3. Originally Posted by redsoxfan325
Based on the answer you gave, it looks like you were close. The key thing to notice is that the exponent on $\frac{1}{2}$ is $n-1$. Thus, you sum is equivalent to $\sum_{n=0}^{\infty}7\left(\frac{1}{2}\right)^n$

The rest of the solution:
Spoiler:

$= 7\cdot\frac{1}{1-\frac{1}{2}} = 14$
How can you just change n to 0? You can do that?

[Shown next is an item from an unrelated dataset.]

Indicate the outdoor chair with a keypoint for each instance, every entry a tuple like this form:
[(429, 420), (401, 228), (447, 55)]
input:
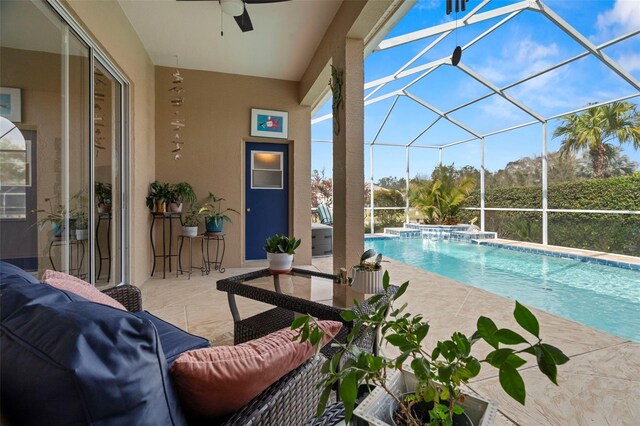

4. I also changed the exponent from $n-1$ to $n$. In the previous sum, $n$ starts at $1$ so $n-1$ starts at $0$. In this sum, both $n$ and the exponent start at $0$. It's the same. If you have doubts, try writing out the first few terms, and you'll see that they're the same.

5. Hello, fattydq!

Find the sum of the series if it converges: . $\sum^{\infty}_{n=1}7\left(\tfrac{1}{2}\right)^{n-1}$

... but I'm guessing that because there are two terms ... . .
What two terms?

We have: . $S \;=\;7 + 7\left(\tfrac{1}{2}\right) + 7\left(\tfrac{1}{2}\right)^2 + 7\left(\tfrac{1}{2}\right)^3 + \hdots$

This is an infinite geometric series with first term $a = 7$ and common ratio $r = \tfrac{1}{2}$

Its sum is: . $S \;=\;\frac{7}{1 - \frac{1}{2}} \;=\;14$

~ ~ ~ ~ ~ ~ ~ ~ ~ ~ ~ ~ ~ ~ ~ ~ ~ ~ ~ ~ ~ ~ ~ ~ ~ ~ ~ ~ ~ ~

That second problem is interesting . . .

$\sum^{\infty}_{n=0}\frac{(6\pi)^n}{18^{n+1}}$

We have: . $\frac{(6\pi)^n}{18^{n+1}} \;=\;\frac{(6\pi)^n}{18\cdot18^n} \;=\; \frac{1}{18}\cdot\frac{(6\pi)^n}{18^n} \;=\;\frac{1}{18}\left(\frac{6\pi}{18}\right)^n \;=\;\frac{1}{18}\left(\frac{\pi}{3}\right)^n$

And the series is: . $S \;=\;\frac{1}{18} + \frac{1}{18}\left(\frac{\pi}{3}\right) + \frac{1}{18}\left(\frac{\pi}{3}\right)^2 + \frac{1}{18}\left(\frac{\pi}{3}\right)^3 +\hdots$

This too is an infinite geometric series,

. . but since $r \,=\,\tfrac{\pi}{3}\,>\,1$, the series diverges.